Esse cenário inédito não só facilitou a transmissão de doenças entre humanos e animais como também fez com que doenças infecciosas epidêmicas se tornassem autossustentáveis pela primeira vez. Se você é um caçador-coletor e tem o desprazer de ser infectado por um patógeno assassino oriundo, digamos, de macacos, tem o grande consolo de saber que sua tribo de 50 pessoas vai morrer inteirinha, ou ficar inteirinha imune, rapidão. E a doença muito provavelmente vai ficar por ali mesmo, porque aqueles 50 coitados raramente têm contato com outros grupos.
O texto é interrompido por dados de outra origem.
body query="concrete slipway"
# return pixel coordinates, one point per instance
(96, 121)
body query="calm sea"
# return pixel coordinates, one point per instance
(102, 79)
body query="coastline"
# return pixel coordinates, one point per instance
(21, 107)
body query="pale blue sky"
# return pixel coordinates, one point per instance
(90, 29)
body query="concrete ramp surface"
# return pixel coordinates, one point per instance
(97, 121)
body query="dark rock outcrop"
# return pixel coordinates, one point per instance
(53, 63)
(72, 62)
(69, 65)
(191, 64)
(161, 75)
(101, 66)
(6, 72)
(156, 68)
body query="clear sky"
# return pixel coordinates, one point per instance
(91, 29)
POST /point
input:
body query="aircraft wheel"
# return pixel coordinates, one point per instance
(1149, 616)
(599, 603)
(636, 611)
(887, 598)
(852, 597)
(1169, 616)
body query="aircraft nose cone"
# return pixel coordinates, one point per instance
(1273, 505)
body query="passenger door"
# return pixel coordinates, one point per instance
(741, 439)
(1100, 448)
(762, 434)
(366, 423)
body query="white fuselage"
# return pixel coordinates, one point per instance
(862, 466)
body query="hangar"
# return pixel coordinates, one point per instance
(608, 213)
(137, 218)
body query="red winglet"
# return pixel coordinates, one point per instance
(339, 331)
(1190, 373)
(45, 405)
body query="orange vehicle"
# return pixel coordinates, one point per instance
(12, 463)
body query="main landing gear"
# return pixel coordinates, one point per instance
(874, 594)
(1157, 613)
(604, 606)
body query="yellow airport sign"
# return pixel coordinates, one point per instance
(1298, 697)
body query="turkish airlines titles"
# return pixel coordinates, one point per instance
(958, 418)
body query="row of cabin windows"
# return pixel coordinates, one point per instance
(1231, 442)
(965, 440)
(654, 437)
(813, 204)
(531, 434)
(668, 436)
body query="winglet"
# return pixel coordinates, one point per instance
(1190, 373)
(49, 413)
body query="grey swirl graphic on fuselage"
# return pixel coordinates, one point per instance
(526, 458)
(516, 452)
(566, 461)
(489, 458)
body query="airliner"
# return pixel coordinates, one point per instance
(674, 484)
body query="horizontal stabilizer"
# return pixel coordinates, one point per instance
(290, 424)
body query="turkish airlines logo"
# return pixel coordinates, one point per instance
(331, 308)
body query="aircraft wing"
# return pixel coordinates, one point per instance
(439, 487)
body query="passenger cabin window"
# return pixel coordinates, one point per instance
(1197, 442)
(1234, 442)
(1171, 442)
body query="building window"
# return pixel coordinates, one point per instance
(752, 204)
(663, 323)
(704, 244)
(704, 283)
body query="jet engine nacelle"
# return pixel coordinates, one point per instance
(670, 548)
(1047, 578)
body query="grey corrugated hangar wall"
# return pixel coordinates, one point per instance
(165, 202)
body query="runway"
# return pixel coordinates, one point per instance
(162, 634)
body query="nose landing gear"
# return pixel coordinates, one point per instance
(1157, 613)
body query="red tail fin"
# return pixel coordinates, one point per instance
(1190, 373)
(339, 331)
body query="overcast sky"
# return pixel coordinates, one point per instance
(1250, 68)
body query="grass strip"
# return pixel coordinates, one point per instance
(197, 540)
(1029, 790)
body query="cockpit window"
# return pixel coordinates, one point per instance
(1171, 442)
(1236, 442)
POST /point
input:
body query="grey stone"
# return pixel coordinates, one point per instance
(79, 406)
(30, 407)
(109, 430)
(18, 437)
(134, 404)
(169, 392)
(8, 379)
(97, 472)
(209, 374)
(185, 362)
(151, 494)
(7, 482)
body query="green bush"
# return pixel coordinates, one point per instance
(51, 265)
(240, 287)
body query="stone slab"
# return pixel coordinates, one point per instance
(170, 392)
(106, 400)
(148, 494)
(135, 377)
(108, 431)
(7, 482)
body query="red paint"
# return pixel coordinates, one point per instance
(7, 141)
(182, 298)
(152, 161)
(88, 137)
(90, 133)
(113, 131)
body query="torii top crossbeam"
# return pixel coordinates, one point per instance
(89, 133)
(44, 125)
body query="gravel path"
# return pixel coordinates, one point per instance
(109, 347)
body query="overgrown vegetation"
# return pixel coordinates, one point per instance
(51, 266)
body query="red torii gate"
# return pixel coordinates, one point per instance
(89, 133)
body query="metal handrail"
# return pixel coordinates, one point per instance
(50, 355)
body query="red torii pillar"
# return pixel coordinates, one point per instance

A coisa muda completamente de figura quando temos densas populações de criadores de animais e agricultores interligadas por rotas de comércio e interação extratribal constante. Agora até patógenos assassinos podem se beneficiar da massa crítica populacional para se espalhar por um ou mais continentes inteiros e fazer muito, muito estrago, coisa um bocado improvável de acontecer na era pré-domesticação.
Vencedores e vencidos
Diamond extrai uma conclusão interessante desse raciocínio todo. (Confira, aliás, o trecho da adaptação em documentário do livro dele no vídeo abaixo, o qual trata desse tema.) Quando invasores europeus pisaram nas Américas, na Polinésia e na Austrália pela primeira vez, quem morreu dizimado por varíola, gripe, sarampo e outros flagelos eurasiáticos foram os nativos. Não há nenhum caso de doença oriunda desses locais que tenha detonado os europeus.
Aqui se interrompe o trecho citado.